我应该用什么来打开 url 而不是 urllib3 中的 urlopen答案

【问题标题】：What should I use to open a url instead of urlopen in urllib3我应该用什么来打开 url 而不是 urllib3 中的 urlopen
【发布时间】：2016-07-30 16:42:21
【问题描述】：

我想写一段如下代码：

from bs4 import BeautifulSoup
import urllib2

url = 'http://www.thefamouspeople.com/singers.php'
html = urllib2.urlopen(url)
soup = BeautifulSoup(html)

但我发现我现在必须安装urllib3 包。

此外，我找不到任何教程或示例来理解如何重写上述代码，例如，urllib3 没有urlopen。

有什么解释或例子吗？！

P/S：我使用的是 python 3.4。

【问题讨论】：

示例运行时为什么要安装urllib3？
因为它对我不起作用，所以没有找到 urllib2。
@niloofar Python 3.4 将 urllib2 命名为 urllib。 from urllib import urlopen 应该适用于这种情况。
不要使用 urllib3。这样做：import urllib.requesturllib.request.urlopen('https://...')

标签： python web-scraping beautifulsoup urllib3

【解决方案1】：

urllib3 是与 urllib 和 urllib2 不同的库。
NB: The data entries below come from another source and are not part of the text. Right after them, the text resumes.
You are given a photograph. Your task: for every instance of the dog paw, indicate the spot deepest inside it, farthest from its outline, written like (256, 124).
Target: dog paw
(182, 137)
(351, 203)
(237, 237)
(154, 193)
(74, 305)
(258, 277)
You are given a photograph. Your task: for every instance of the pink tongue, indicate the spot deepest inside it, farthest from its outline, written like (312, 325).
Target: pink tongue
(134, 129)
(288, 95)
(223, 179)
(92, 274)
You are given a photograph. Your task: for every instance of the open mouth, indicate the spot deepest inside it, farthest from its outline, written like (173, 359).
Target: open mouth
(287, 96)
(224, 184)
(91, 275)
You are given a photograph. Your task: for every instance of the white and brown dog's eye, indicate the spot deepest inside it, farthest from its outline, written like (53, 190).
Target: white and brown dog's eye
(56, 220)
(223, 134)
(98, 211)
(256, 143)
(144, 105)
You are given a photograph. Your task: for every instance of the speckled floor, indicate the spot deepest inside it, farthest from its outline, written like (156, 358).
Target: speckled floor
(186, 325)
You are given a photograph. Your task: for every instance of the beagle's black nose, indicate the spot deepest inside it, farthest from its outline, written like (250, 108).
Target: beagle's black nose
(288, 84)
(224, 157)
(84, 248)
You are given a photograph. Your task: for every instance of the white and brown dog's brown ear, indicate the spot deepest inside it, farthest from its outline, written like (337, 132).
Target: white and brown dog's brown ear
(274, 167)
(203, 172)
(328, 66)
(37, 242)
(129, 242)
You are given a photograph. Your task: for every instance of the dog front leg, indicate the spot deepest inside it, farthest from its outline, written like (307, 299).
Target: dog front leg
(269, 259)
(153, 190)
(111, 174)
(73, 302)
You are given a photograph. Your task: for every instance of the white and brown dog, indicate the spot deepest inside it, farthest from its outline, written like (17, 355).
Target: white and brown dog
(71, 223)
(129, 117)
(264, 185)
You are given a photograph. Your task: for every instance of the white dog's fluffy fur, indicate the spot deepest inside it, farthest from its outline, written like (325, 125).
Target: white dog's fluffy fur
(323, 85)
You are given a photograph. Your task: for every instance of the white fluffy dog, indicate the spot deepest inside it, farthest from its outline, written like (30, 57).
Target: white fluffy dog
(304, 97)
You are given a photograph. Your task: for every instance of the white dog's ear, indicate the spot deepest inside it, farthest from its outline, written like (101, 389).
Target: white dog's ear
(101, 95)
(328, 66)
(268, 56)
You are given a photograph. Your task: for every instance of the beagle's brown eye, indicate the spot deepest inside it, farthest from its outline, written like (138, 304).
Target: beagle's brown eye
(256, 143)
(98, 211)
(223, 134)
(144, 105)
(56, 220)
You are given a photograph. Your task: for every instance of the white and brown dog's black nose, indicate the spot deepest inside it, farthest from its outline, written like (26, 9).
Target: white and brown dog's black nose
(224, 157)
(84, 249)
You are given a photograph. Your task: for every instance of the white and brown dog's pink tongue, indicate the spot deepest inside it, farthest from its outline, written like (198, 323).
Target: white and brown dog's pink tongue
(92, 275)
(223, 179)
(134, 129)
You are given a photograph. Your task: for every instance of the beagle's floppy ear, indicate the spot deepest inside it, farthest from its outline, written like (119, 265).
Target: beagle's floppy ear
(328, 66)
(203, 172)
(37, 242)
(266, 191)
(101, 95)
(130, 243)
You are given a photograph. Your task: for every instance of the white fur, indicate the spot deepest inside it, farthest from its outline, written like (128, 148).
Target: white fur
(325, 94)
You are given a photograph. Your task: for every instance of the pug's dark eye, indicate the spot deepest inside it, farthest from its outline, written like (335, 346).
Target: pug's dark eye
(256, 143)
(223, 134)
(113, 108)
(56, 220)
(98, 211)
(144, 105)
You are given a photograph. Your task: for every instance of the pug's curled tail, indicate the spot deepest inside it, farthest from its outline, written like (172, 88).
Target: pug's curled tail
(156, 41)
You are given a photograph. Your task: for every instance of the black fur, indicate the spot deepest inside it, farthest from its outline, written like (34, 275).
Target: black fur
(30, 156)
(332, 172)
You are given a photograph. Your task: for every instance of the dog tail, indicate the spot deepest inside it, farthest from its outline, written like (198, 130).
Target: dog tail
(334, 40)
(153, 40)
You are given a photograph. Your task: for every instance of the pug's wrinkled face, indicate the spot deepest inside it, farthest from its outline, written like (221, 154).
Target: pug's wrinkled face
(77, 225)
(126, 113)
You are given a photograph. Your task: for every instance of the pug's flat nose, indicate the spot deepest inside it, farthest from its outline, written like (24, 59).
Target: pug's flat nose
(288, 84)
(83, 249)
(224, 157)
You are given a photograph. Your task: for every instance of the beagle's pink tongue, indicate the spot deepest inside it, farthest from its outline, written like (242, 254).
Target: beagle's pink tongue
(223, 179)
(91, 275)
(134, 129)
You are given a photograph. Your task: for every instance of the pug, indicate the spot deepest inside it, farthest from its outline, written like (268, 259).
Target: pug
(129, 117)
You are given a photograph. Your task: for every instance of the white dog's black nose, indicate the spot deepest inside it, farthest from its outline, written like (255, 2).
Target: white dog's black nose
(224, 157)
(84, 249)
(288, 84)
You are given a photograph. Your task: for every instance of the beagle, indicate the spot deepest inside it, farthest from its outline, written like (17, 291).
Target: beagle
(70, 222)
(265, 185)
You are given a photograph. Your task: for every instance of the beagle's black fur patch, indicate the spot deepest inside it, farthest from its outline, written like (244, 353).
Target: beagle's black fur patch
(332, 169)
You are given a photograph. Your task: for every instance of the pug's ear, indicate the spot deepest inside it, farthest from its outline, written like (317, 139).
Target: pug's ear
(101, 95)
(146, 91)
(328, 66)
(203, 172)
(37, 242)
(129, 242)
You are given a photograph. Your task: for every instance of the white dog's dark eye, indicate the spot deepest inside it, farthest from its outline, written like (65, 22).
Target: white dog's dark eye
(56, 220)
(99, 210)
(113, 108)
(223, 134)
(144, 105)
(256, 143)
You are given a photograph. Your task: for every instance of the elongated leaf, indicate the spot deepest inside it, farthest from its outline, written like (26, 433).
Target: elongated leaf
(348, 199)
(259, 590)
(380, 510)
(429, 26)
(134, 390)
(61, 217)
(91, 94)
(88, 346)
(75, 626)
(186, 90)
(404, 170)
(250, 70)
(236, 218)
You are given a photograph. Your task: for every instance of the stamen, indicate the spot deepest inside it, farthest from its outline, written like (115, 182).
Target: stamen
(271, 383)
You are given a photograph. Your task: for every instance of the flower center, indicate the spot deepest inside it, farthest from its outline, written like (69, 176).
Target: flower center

它为标准库中的 urllibs 提供了许多附加功能，如果您需要它们，例如重用连接。文档在这里：https://urllib3.readthedocs.org/

如果你想使用 urllib3，你需要pip install urllib3。一个基本示例如下所示：

from bs4 import BeautifulSoup
import urllib3

http = urllib3.PoolManager()

url = 'http://www.thefamouspeople.com/singers.php'
response = http.request('GET', url)
soup = BeautifulSoup(response.data)

【讨论】：

response.read() 至少在 Python 2.7 中不起作用。根据文档urllib3.readthedocs.io/en/latest/user-guide.html，它应该是html = response.data。
这个例子给我一个异常错误 (urllib3.exceptions.MaxRetryError) python3

【解决方案2】：

您不必安装urllib3。您可以选择任何适合您需要的 HTTP 请求生成库并将响应提供给 BeautifulSoup。虽然通常选择requests，因为它具有丰富的功能集和方便的 API。您可以通过在命令行中输入pip install requests 来安装requests。这是一个基本的例子：

from bs4 import BeautifulSoup
import requests

url = "url"
response = requests.get(url)

soup = BeautifulSoup(response.content, "html.parser")

【讨论】：

FWIW，如果你想使用请求，你仍然需要安装请求。它们都不是 Python 自带的。
请求取决于 urllib3。
@CeesTimmerman 我尝试了没有 urllib3 的请求并且它有效，为什么它依赖于 urllib3？

【解决方案3】：

新的 urllib3 库有一个很好的文档here
为了得到你想要的结果，你应该遵循：

Import urllib3
from bs4 import BeautifulSoup

url = 'http://www.thefamouspeople.com/singers.php'

http = urllib3.PoolManager()
response = http.request('GET', url)
soup = BeautifulSoup(response.data.decode('utf-8'))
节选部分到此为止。